Uma das ferramentas utilizadas pela fraude era a criação de documentos com números inventados. Para realizar essa transação, uma das hipóteses é de que a assinatura de documentos verdadeiros era “copiada e colada” nos falsos. Além disso, os executivos da Americanas solicitaram que os bancos fizessem alterações na redação dessas cartas, para que o texto não citasse o risco sacado.

Em outra mensagem mostrada por Pereira e atribuída a Barros, após os bancos alterarem o texto, o então CFO questionou os parceiros: “Como estamos com os bancos para retirar das cartas a info (sic) das operações com fornecedores? Vida/Morte para nós”.

Auditorias sabiam da fraude?

Pereira ressaltou que algumas mensagens “ainda demandam contexto”, mas um dos e-mails apresentados é de uma conversa da auditoria PwC com a Americanas, na qual a auditoria sugere a redação do texto para a carta de representação sobre a ausência de conhecimento sobre as operações de risco sacado.

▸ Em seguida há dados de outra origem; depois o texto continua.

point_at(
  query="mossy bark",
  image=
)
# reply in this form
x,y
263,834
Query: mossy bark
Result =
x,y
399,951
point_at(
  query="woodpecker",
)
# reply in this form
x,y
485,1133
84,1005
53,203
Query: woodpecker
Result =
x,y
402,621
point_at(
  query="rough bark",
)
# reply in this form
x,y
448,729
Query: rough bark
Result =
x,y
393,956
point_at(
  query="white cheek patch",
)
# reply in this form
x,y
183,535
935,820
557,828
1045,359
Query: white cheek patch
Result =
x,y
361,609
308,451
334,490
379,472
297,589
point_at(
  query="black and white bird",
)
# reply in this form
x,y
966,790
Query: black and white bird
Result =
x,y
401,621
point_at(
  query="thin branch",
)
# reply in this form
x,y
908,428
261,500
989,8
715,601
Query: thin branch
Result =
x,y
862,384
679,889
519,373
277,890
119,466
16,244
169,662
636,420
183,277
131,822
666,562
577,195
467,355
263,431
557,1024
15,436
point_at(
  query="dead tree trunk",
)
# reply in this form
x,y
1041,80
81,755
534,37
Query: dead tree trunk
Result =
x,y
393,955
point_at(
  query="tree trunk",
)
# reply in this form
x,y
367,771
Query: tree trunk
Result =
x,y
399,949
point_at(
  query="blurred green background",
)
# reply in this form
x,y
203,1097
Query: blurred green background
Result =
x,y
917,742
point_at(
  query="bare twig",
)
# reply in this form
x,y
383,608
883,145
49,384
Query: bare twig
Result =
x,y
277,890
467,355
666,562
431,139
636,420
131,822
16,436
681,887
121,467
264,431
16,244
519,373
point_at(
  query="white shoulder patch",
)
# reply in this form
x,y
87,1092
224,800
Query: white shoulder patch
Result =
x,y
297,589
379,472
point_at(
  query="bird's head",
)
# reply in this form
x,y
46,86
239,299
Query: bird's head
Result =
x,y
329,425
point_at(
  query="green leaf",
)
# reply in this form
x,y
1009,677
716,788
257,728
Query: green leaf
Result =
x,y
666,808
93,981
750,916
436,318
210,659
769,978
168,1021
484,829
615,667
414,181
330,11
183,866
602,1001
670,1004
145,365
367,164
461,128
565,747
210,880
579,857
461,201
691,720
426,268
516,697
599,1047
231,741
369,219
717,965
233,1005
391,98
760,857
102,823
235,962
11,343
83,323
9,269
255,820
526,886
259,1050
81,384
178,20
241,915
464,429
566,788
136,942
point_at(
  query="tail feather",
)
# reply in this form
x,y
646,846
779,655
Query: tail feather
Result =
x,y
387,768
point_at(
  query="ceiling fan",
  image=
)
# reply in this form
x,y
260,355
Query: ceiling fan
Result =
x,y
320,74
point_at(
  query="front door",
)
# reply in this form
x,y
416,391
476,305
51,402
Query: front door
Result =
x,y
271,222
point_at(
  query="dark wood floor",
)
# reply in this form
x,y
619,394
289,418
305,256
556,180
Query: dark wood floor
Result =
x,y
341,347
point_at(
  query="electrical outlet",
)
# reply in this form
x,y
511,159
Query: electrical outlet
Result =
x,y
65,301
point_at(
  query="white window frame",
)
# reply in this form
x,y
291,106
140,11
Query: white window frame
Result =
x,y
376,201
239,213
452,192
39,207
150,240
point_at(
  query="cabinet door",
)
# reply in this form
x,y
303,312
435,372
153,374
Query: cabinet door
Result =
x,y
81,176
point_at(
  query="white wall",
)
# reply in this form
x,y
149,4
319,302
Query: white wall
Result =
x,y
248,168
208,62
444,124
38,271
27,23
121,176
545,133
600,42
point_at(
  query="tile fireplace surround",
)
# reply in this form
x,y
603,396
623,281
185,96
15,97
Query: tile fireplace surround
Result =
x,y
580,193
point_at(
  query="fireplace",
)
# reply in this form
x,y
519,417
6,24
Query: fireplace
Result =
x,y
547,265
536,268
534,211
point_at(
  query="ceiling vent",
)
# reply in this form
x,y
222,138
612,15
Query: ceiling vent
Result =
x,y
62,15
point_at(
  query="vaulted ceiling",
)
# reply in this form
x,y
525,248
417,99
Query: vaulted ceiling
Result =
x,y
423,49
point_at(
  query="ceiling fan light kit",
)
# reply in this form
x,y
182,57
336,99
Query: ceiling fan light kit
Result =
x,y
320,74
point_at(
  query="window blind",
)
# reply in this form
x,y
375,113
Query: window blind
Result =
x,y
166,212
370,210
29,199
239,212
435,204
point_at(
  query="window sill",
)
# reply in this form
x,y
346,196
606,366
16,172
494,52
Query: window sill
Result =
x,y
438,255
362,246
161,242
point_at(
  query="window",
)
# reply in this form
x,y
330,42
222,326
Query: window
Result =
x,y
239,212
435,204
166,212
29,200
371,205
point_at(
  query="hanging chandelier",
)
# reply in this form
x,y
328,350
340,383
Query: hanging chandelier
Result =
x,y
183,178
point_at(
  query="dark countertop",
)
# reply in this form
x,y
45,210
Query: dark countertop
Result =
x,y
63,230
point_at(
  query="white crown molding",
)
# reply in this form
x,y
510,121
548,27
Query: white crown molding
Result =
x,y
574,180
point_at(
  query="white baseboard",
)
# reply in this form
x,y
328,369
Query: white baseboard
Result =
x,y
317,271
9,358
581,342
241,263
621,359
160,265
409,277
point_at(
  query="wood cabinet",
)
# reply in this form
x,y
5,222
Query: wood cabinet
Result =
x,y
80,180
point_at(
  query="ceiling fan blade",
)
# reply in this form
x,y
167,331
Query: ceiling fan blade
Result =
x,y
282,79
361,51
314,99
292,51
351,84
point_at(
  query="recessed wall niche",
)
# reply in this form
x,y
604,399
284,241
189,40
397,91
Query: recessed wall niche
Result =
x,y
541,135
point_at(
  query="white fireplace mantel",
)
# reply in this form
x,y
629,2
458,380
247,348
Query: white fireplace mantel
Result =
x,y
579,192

Em outro e-mail, a KPMG aceitou um pedido da então diretoria da Americanas para que suas recomendações deixassem de ter o status de “deficiências significativas” para “merecem atenção”. “Se existem falhas leves, elas são chamadas de melhorias de controle. Essas são falhas que, geralmente, são tratadas no nível da diretoria. Próximo nível de preocupação da auditoria é deficiência significativa, essas já demandam que o Conselho de Administração seja envolvido para tratar das fragilidades”, explicou o atual executivo.

“Essas evidências não me permitem mais tratar como inconsistências contábeis”, pontuou Pereira ao informar aos deputados que o caso é uma fraude.